ズレているのは相手? それとも自分? 山本一郎が世の中のあれこれをぶった斬る痛快自己啓発本

暮らし

2019/6/7

『ズレずに生き抜く 仕事も結婚も人生も、パフォーマンスを上げる自己改革』(山本一郎/文藝春秋)

「常識とは18歳までに身につけた偏見のコレクションだ」とアインシュタインは言ったそうだが、確かに周囲が「常識」とのたまう事柄にイマイチついていけないことがある。どうも納得いかない世の中のあれこれ。自分がズレているのか、相手がズレているのか。

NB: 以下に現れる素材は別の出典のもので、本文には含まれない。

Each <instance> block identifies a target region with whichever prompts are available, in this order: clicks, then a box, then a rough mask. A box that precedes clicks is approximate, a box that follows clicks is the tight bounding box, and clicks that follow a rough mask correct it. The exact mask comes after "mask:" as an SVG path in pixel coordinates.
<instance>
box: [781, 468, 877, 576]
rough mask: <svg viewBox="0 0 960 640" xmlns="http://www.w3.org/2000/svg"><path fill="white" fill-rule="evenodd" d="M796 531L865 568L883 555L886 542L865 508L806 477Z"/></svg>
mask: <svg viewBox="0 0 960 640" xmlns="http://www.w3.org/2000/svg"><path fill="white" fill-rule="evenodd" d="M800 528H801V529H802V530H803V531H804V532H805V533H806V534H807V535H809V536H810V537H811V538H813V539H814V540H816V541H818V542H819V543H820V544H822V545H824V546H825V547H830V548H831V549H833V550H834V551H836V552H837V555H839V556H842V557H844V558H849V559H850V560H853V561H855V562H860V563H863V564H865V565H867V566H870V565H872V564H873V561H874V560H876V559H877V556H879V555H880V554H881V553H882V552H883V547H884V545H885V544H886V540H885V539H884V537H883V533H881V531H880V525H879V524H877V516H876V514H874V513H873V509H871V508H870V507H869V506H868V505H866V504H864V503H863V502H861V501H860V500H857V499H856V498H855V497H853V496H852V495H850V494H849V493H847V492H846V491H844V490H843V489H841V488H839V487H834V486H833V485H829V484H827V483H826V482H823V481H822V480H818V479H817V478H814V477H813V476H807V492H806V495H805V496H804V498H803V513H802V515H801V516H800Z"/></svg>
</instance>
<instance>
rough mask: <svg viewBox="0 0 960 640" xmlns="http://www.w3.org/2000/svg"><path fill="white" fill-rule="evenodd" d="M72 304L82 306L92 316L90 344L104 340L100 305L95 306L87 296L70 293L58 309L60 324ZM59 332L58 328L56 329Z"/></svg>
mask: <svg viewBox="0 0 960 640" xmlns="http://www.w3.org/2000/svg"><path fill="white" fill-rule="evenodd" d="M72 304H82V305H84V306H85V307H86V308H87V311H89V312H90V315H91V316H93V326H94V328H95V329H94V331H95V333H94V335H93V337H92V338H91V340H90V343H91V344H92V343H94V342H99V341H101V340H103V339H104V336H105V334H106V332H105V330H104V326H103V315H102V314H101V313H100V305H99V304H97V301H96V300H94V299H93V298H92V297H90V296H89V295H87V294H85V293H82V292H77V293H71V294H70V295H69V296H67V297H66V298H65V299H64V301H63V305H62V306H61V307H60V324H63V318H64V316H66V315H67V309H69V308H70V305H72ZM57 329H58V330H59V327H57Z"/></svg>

周囲とのギャップに感じるモヤモヤを解消するすべはないのだろうか。

 山本一郎氏の『ズレずに生き抜く 仕事も結婚も人生も、パフォーマンスを上げる自己改革』(文藝春秋)は、周囲と自分とのズレを認識するための自己啓発本。山本氏といえば、かつてはハンドルネーム「切込隊長」の名で知られ、近年は、作家として多くの著作で知られるが、本書は、「文春オンライン」での大人気連載をまとめた一冊。世の中のモヤモヤにどんどん斬り込んでいく姿勢はなんとも痛快。我々が言語化できない苛立ちをよくぞ言葉にしてくれたものだと感動すら覚える。「上層部に読ませたい」「励まされた」など30代、40代に共感を呼んでいるというその内容をほんの少しご紹介するとしよう。

●仕事観のズレ 足りないのはデータサイエンティストではない

 現代は、データを見て判断するデータ資本主義全盛時代。「データ分析ができる若者を育てろ」との声を聞くことも多いだろう。だが、山本氏は言う。

「足りないのはデータサイエンティストではなく、データを活用するために必要な仕組みや知恵であって、極論を言えばデータを扱えなくて判断も遅い老兵はいらないという、遠回しなクビ宣告であることに誰も気づいていません」

「真顔で『人工知能が人間を見抜く』という人がもしいたら、少なくとも現段階では儲け話に弱い、何かに騙されやすい可哀想な人だ、ぐらいに思っておいて損はないと思います。人工知能は儲かると騙されて投資した私が言うんだから間違いありません」

 これからの時代に必要とされるのはデータサイエンティストではなく、データに興味を持ち、現場に関わり、学び続けられる人なのだろう。

●結婚観のズレ 正しい努力をしても「札束」扱い

 結婚したいのに、できない。そんな人は、異性に受け入れられるための正しい努力をすれば、成功率が上がるはずだと山本氏は言う。

「どんなにスペックが高くても、また正しい努力をしていても、その若い女性から見れば『若作りしているおっさん』とか『頑張ってアプローチしてくる札束』ぐらいにしか見えていないのではないかと思います」

「あくまで結婚するという面において、スーパーで30%引き、半額というシールを貼られても売れない商品に自分はなっている、という理解をどこまでしているのか、売れるための正しい努力をしているのか」

…厳しい言葉だが、自分自身のことをよく見えていないまま、「結婚したい」と騒ぐ男女が少なくないのが実情だろう。

 漠然と感じていた思いをこうも鮮やかに言葉にされると、なんだか気分が晴れていくのは私だけではないだろう。ハッとさせられたり、時に反省させられたり…。前向きな気分になれるこの一冊は現代を生きる人々にとって必読の書といっても過言ではない。